There was, however, evidence that the State had already been reading the amendment so broadly that it was unconstitutional. Even supposing for a moment that there was a way to narrowly read the second sentence of the amendment so that it would be constitutional, what is the court to do to cure the unconstitutional implementation of it? It cannot dictate to all Nebraska officials how they must interpret their own constitution, and even if it could, the court could not rule in advance on the constitutionality of unnumbered possible acts not before it. The only alternative I could see is for the court to strike down the amendment and leave it to Nebraskans to pass a narrower amendment if they so wish. This is, of course, not to mention the evidence that the entire amendment is tainted with the invidious motives noted above. As Jason Kuznicki writes:
But let's be frank about all of this.
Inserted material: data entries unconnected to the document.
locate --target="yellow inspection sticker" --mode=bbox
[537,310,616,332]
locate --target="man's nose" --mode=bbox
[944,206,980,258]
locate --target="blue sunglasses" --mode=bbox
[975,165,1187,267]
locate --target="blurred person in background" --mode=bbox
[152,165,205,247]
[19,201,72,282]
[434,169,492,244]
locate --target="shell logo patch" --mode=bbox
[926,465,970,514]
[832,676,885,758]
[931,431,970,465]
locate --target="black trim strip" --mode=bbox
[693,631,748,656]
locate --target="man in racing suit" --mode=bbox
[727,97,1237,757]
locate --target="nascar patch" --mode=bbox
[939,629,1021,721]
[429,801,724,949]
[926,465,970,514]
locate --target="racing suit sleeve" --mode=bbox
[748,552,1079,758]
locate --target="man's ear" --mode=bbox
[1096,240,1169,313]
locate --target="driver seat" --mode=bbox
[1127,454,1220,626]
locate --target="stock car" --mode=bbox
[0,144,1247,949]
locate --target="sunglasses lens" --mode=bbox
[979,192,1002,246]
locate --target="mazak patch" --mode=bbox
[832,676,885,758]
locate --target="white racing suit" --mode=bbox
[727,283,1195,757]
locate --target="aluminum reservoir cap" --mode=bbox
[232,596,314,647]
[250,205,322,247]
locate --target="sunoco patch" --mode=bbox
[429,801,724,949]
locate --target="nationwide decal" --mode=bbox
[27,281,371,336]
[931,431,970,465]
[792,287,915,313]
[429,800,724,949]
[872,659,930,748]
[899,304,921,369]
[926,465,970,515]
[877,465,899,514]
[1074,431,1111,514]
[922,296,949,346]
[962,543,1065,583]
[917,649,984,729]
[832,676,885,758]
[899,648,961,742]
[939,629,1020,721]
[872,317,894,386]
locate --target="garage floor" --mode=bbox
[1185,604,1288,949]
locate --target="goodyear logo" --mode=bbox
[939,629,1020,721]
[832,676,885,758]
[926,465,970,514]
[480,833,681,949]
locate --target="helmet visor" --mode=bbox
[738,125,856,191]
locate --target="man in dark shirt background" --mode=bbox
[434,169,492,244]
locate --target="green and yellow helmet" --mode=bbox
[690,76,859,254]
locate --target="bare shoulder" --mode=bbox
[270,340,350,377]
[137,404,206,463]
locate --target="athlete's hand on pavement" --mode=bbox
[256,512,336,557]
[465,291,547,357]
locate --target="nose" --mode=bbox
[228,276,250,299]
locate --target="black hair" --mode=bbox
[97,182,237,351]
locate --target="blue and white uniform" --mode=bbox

The real goal of the voters here was never to encourage heterosexual marriage. Nor was it even to discourage homosexual marriage. The real purpose behind this amendment was to prevent dykes and faggots from being treated as though they were actually human beings. Now we can dream up all sorts of potential reasons that might justify the amendment, and, through some wondrous instinct toward self-preservation, the law itself even requires us to do so when it happens to fail. But we know the real reason behind the amendment, and it should be abundantly clear to everyone. At times it was even clear to Judge Bataillon, as when he cited Romer v Evans, a case that struck down an anti-gay Colorado amendment after finding behind it no greater rationale than "animus." Laws like these are not merely illegitimate, in the sense of lacking a genuine aim. They are downright oppressive.